Here I have a simple, exemplary code in MS Visual Studio:

#include<string>
#include<iostream>

using namespace std;

int main()
{
   cout << static_cast<int>('ą') << endl; // -71
   return 0;
}

The question is why this cout prints out -71 as if MS Visual Studio was using Windows 1250 if as far as I know it uses UTF-8?

Huuulk99
  • 21
  • 3
  • Does this answer your question? [Output unicode strings in Windows console app](https://stackoverflow.com/questions/2492077/output-unicode-strings-in-windows-console-app) – Christof Wollenhaupt May 30 '22 at 09:32

1 Answers1

0

Your source file is saved in Windows-1250, not UTF-8, so the byte stored between the two single quotes is 0xB9 (see Windows-1250 table). 0xB9 taken as a signed 8-bit value is -71.

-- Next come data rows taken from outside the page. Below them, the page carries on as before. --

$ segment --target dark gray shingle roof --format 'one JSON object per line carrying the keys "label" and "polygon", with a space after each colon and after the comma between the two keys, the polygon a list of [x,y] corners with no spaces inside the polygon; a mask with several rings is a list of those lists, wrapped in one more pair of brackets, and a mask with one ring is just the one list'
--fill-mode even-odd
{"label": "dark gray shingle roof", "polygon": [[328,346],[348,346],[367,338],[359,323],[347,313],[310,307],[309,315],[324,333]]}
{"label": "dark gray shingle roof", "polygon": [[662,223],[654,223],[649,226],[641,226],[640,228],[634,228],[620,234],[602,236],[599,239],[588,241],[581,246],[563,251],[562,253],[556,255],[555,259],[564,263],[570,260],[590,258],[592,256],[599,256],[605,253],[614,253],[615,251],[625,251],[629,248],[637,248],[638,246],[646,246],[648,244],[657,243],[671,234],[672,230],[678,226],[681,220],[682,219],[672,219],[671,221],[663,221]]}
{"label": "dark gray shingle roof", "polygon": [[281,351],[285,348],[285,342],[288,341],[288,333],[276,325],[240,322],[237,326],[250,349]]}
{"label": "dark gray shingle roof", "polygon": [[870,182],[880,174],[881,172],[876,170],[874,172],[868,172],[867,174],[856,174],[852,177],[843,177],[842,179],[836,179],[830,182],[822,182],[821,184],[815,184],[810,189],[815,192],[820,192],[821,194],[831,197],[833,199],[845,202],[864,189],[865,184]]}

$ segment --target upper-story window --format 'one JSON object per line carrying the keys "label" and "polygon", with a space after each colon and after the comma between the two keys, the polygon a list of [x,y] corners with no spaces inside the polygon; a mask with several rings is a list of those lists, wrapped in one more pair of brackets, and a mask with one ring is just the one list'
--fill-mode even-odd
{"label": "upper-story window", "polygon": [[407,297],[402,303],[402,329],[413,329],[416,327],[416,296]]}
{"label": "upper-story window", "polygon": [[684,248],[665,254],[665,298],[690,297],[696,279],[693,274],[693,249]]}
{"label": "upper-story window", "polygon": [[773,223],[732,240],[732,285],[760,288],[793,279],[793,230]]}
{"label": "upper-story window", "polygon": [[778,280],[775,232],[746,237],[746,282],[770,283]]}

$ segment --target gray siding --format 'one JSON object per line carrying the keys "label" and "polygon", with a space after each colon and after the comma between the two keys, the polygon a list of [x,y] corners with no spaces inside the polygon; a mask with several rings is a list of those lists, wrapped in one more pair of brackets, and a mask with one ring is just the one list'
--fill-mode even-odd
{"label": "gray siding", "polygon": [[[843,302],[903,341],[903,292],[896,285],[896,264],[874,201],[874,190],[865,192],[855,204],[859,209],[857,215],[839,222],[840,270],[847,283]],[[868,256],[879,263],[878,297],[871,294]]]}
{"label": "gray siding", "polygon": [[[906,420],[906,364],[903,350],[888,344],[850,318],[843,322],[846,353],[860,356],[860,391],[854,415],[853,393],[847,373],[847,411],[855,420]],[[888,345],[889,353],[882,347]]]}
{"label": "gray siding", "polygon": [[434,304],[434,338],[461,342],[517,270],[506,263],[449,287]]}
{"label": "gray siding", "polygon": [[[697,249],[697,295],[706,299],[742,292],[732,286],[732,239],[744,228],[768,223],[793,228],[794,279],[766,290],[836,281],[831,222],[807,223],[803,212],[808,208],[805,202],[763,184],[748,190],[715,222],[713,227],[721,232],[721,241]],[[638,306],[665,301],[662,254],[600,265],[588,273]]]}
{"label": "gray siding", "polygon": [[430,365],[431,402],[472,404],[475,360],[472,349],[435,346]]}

Save your file in UTF-8 encoding and you'll get a different answer. I get 50309 which is 0xc485. since UTF-8 is a multibyte encoding, it would be better to use modern C++ to output the bytes of an explicit UTF-8 string, use UTF-8 source encoding, and tell the compiler explicitly that the source encoding it UTF-8:

test.c - saved in UTF-8 encoding and compiled with /utf-8 switch in MSVS:

#include<string>
#include<iostream>
#include <cstdint>

using namespace std;

int main()
{
    string s {u8"ą马"};
    for(auto c : s)
        cout << hex << static_cast<int>(static_cast<uint8_t>(c)) << endl;
    return 0;
}

Output:

c4
85
e9
a9
ac

Note C4 85 is the correct UTF-8 bytes for ą and E9 A9 AC are correct for Chinese 马 (horse).

Mark Tolonen
  • 166,664
  • 26
  • 169
  • 251